En1822, il reçoit la lettre tant attendue. Les signes correspondent. On le verra courir, fou de joie,
en criant: "Je tiens l'affaire!" ... Champollion ira recopier en Egypte des centaines d'inscriptions
pour établir ses Principes généraux de l'écriture sacrée égyptienne. Mais il y contractera une
maladie et n'aura pas le temps d'exploiter ses découvertes.
Grâce
à
lui,
l'Egypte
est
redevenue
lisible.
N'imaginez pas que cela fut facile. Il fallait encore interpréter les textes, leur donner un sens. Un
texte hiéroglyphique, c'est une vision idéologique du monde. Imaginez que vous redécouvriez la
civilisation française après des siècles d'oubli dans les sables, et que vous lisiez sur une pierre:
"Liberté, Egalité, Fraternité" ... Qu'en conclurez-vous? Que ces trois valeurs étaient appliquées
dans la société du XXIe siècle? Le travail de critique des textes est donc nécessaire, et
incessant. Aujourd'hui, les grands écrits ont été traduits et publiés. Mais certains passages
difficiles gardent leur part de mystère et sont toujours matière à discussion.
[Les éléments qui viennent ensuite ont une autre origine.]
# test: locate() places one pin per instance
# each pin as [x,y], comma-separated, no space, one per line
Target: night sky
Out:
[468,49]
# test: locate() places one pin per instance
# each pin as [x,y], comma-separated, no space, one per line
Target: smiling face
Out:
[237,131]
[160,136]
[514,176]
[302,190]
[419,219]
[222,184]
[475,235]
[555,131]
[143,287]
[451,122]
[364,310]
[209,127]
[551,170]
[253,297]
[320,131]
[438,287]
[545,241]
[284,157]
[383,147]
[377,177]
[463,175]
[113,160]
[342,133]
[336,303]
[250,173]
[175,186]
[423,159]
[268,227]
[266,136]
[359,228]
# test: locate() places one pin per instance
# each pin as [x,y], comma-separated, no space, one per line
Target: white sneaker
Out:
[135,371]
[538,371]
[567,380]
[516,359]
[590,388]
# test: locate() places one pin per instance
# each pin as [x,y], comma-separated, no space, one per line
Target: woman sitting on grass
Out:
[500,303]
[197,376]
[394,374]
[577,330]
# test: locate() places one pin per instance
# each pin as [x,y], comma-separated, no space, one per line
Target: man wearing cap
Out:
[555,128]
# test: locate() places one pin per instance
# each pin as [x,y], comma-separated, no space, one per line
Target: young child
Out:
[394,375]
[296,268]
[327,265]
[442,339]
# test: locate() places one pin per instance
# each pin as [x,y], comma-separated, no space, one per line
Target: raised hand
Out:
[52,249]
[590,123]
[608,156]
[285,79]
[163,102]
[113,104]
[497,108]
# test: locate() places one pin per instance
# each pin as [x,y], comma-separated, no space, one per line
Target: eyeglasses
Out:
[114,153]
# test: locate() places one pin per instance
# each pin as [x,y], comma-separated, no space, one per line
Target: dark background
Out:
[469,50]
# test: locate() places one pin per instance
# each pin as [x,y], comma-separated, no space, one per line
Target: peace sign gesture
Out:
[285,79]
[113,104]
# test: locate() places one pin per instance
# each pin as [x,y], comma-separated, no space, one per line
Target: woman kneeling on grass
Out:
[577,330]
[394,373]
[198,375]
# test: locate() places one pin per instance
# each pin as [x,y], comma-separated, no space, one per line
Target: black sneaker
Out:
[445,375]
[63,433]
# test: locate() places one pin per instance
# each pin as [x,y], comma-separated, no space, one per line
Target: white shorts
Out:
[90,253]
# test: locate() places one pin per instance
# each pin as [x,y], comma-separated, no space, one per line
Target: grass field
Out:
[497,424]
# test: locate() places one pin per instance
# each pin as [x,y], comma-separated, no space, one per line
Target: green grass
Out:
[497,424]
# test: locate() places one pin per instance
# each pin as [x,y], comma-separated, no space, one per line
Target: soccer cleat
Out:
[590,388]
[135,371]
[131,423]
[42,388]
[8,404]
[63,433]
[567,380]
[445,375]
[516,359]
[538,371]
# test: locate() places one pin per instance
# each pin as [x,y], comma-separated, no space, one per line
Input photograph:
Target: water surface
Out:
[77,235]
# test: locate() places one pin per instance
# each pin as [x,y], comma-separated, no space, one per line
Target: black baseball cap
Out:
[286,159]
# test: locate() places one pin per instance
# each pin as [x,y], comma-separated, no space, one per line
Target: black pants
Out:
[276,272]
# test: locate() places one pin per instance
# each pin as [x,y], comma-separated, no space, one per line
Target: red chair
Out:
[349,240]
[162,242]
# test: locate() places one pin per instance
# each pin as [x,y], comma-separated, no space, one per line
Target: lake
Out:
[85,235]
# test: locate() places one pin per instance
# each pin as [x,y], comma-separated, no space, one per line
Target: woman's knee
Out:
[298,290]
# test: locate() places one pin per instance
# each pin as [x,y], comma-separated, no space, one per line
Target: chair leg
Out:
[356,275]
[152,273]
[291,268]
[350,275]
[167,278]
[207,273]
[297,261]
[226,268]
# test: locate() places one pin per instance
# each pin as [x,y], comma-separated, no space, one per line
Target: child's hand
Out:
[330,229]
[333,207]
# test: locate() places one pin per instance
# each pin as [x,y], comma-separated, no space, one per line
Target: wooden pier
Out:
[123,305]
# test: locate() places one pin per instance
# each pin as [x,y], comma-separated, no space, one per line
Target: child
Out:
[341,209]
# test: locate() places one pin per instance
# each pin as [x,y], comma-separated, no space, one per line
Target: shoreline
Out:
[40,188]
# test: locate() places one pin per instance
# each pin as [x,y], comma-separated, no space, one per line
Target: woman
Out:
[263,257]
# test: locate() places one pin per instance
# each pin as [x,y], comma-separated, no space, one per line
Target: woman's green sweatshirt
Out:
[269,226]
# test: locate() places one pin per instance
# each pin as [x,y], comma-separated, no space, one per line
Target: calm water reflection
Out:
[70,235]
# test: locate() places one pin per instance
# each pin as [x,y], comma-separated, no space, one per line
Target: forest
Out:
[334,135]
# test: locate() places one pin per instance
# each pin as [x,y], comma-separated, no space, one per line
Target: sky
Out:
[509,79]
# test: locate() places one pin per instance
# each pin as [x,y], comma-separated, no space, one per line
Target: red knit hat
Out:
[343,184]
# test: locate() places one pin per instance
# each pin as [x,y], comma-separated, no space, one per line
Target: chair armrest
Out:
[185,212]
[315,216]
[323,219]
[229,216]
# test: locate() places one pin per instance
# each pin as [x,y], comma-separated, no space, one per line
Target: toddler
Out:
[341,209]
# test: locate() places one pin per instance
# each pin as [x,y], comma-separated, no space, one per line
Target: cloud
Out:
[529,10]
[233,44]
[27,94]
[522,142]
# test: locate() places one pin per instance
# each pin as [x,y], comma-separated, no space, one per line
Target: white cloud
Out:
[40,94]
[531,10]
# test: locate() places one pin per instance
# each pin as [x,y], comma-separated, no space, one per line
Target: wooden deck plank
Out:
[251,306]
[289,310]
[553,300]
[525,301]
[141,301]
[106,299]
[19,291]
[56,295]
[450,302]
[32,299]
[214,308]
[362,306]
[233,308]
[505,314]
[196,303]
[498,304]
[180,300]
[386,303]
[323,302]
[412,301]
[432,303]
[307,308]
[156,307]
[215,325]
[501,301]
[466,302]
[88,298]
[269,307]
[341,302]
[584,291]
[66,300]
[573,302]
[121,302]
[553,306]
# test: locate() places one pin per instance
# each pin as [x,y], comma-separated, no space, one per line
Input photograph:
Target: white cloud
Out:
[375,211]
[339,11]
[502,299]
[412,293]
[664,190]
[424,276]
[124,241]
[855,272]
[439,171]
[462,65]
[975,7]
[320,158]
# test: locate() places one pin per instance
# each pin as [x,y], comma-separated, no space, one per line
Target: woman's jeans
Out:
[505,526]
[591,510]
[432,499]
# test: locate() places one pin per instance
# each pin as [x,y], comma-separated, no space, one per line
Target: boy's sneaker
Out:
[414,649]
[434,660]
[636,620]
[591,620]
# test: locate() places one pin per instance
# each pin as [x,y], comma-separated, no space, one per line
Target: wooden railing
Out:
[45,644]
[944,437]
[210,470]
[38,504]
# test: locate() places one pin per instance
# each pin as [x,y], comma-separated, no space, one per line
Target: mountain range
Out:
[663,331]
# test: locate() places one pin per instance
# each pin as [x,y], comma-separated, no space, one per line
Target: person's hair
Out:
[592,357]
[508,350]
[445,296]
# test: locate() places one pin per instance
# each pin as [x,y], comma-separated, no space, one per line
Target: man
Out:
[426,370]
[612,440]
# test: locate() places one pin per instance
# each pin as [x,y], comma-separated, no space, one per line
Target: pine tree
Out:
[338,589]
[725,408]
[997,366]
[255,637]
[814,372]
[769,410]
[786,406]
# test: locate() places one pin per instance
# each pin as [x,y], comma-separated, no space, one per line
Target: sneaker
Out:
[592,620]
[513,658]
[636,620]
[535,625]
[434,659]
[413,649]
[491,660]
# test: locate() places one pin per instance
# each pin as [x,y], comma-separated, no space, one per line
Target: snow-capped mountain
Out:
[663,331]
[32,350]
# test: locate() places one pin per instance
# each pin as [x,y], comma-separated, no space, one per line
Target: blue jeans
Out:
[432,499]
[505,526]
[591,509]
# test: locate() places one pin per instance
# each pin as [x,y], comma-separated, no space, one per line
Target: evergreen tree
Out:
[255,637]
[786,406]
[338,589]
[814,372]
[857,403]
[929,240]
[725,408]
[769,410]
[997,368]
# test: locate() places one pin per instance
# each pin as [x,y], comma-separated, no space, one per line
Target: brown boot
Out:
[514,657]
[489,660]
On connaît surtout le Livre des morts ou les Textes des Pyramides inscrits sur les parois
des temples et des tombes. Y a-t-il une autre littérature?
Bien sûr! A partir de - 2000, l'Egypte a produit une littérature extraordinaire, et de véritables
chefs-d'oeuvre. Ainsi le roman de Sinoué, qui raconte l'histoire d'un fugitif compromis dans une
intrigue de palais et que l'écrivain finlandais Mika Waltari a récrite dans une version
contemporaine. Dans l'Egypte antique, il y a également une poésie foisonnante... Ce que l'on sait
peu, c'est que l'écriture hiéroglyphique a eu des dérivées. Vers - 1400, des ouvriers sémites, qui
travaillaient dans les mines égyptiennes du Sinaï, ont inventé une écriture, en utilisant les
hiéroglyphes mais en leur donnant une valeur alphabétique. Par exemple, le hiéroglyphe "tête de
taureau" (alef, dans leur langue) est devenu le "a". Le hiéroglyphe "maison" (beit), le "b". Au fil
des décennies, la lettre-hiéroglyphe s'est simplifiée, stylisée. Et c'est cet alphabet qui est devenu
ensuite l'alphabet phénicien, puis grec, puis romain. Les lettres que nous utilisons dérivent donc
de l'écriture égyptienne, recomposée par des ouvriers de l'Antiquité. Sans le savoir, nous
écrivons aujourd'hui en... hiéroglyphes.
3200 avant J.-C.
Apparition des premiers hiéroglyphes, à Abydos.
IIIe millénaire
avant notre ère
L'écriture hiéroglyphique est répandue dans toute la vallée du Nil.
IIe millénaire
avant notre ère
C'est l'époque des grandes dynasties (telle celle de Ramsès II) et l'apogée de la littérature et des
textes sacrés.
332 avant J.-C.
Les Grecs envahissent l'Egypte, puis c'est au tour des Romains. L'écriture égyptienne subsiste.
432 après J.-C.
Derniers écrits en hiéroglyphes. Les chrétiens ont anéanti la culture païenne.
1822
Champollion déchiffre la pierre de Rosette. L'Egypte redevient lisible.